O PIGT esta colaborando consciente na extinção definitiva, da moral das mulheres, com conseqüências nocivas e nada faz para mudar a situação.
A digníssima Senhora, a brasileira é claro, como não conseguiu ir a diante com o seu plano funesto, vendeu o seu corpo para uma revista masculina, pelo menos é menos indigno.

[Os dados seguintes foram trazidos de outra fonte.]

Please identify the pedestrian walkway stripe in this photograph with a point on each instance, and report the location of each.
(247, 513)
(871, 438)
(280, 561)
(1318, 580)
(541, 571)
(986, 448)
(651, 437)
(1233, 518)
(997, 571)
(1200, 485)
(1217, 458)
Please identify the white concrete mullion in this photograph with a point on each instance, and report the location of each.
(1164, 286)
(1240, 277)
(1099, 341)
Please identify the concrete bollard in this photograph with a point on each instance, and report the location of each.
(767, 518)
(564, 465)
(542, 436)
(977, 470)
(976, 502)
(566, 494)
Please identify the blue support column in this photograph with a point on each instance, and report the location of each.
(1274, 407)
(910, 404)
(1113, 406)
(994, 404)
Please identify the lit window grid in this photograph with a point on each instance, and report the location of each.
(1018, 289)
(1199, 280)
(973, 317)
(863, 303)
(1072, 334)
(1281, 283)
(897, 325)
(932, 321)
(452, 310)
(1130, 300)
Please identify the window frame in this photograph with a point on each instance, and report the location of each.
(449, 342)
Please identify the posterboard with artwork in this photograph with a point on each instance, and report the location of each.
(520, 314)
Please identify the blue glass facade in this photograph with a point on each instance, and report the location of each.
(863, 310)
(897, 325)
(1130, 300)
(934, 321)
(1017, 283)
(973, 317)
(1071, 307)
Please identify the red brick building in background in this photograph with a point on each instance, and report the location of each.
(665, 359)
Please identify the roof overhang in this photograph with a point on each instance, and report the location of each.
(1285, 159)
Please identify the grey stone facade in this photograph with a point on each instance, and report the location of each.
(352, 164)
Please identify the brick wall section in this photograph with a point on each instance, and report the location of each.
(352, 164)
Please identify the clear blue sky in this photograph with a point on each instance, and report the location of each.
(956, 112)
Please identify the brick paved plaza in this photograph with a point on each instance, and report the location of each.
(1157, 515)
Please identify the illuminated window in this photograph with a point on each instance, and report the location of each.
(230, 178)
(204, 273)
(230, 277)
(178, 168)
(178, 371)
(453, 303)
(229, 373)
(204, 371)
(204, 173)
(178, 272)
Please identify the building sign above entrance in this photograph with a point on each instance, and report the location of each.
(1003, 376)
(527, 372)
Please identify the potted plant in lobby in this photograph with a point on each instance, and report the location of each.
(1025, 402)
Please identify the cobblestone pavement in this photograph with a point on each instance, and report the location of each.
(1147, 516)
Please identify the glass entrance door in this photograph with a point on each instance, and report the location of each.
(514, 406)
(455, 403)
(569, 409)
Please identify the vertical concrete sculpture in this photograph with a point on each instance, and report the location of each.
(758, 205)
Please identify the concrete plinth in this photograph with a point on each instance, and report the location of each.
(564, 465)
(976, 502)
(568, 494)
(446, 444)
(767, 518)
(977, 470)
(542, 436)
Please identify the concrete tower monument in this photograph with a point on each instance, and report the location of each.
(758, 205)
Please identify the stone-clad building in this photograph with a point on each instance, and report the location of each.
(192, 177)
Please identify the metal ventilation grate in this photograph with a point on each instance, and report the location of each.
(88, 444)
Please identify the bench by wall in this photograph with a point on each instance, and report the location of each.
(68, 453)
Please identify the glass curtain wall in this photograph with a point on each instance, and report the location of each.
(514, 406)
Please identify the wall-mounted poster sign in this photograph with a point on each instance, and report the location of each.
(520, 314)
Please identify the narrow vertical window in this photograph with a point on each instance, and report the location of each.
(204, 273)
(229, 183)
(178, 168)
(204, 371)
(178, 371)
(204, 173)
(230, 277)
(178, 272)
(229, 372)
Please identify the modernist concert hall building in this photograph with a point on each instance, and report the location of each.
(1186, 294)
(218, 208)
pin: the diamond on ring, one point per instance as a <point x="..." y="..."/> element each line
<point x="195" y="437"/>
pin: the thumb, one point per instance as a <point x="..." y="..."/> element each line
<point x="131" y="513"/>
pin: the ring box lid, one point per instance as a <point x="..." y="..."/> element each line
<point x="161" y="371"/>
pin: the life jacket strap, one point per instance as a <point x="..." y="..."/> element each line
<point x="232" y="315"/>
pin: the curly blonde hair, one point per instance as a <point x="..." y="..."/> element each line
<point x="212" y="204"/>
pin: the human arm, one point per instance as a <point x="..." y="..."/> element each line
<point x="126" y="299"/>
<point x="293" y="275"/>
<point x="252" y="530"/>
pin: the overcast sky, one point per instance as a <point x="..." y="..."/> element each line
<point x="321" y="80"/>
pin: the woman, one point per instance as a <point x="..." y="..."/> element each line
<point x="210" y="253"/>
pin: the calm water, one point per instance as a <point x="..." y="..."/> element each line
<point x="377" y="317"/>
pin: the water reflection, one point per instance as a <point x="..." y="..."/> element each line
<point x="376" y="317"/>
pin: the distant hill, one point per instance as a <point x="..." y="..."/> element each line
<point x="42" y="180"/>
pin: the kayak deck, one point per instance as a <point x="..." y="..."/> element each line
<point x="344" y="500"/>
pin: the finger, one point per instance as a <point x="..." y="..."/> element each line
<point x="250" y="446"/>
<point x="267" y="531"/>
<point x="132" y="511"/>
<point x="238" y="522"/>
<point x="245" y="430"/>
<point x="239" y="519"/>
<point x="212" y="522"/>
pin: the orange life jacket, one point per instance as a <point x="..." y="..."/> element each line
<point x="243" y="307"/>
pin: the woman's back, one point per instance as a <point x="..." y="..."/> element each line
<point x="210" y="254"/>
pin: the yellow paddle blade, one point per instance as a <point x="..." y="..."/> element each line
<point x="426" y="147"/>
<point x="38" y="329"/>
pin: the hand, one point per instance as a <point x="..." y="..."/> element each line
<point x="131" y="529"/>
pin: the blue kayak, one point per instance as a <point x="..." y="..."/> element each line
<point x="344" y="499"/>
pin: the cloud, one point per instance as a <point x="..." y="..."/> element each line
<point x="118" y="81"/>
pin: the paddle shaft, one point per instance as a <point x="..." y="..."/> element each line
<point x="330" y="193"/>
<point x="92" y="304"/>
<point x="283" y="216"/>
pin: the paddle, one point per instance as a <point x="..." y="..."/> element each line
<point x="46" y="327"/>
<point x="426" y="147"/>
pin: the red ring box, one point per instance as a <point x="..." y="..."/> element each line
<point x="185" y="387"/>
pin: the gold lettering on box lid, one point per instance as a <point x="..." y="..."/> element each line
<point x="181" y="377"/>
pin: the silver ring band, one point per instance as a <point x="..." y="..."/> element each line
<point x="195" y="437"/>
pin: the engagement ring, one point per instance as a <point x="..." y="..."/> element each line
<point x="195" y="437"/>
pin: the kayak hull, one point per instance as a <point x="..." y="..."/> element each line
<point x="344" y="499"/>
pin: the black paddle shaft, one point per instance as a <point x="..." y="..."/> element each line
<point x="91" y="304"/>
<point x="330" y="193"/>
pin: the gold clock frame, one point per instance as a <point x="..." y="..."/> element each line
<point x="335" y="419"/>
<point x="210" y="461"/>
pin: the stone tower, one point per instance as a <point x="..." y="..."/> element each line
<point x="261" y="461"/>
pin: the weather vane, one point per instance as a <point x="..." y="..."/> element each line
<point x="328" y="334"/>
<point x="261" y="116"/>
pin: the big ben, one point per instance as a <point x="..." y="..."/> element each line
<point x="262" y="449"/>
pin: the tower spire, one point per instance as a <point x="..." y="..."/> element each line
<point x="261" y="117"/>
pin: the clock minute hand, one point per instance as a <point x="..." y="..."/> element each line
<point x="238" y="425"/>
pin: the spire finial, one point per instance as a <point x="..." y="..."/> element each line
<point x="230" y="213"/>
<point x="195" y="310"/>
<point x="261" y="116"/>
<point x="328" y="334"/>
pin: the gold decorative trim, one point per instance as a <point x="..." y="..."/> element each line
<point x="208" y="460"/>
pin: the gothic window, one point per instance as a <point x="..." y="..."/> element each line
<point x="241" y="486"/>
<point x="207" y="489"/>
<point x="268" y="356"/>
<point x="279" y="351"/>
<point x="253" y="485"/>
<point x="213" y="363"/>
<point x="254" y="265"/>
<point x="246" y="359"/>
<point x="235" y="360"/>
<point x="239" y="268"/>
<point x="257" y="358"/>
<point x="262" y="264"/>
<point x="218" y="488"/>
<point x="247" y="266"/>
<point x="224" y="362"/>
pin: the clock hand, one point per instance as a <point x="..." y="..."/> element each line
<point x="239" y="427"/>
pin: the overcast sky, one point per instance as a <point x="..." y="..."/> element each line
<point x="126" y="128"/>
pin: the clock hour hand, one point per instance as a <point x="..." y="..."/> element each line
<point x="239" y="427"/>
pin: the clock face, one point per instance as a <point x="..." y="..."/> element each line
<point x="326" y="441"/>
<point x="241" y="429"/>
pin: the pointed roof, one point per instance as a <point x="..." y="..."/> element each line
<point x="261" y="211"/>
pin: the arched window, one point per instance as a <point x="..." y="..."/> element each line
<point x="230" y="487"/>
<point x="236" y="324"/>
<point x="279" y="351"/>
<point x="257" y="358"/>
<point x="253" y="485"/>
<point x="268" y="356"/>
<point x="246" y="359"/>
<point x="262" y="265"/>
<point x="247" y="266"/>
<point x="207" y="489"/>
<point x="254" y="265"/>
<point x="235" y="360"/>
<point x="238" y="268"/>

Como não existe mulher feia, com certeza, não foram esses os motivos para usufruir a grana alheia e sim tremenda safadeza, misturada com total falta de vergonha na cara.

Anna Paula disse...

Acho que nao há santos nessa história, assim que, por mais que se possa acusar a imprensa de nao cumprir com seu dever de transparência e imparcialidade, dizer que outro roubou TAMBÉM e talvez mais, no meu entendimento, nao exime a pessoa de arcar com as conseqúências do próprio roubo.
Se pudesse provar sua inocência, provavelmente Renan Calheiros teria podido se sair muito bem dessa situaçao, sem precisar de toda a novela que envolveu votaçoes secretas e um circo tremendo.
Que a sociedade está precisando defender melhor seus valores e que nao dá para aceitar como ovelhinha tudo o que a imprensa diz ok, agora a partir do momento que o argumento passa a ser "o outro também fez", pra mim é assumir culpa.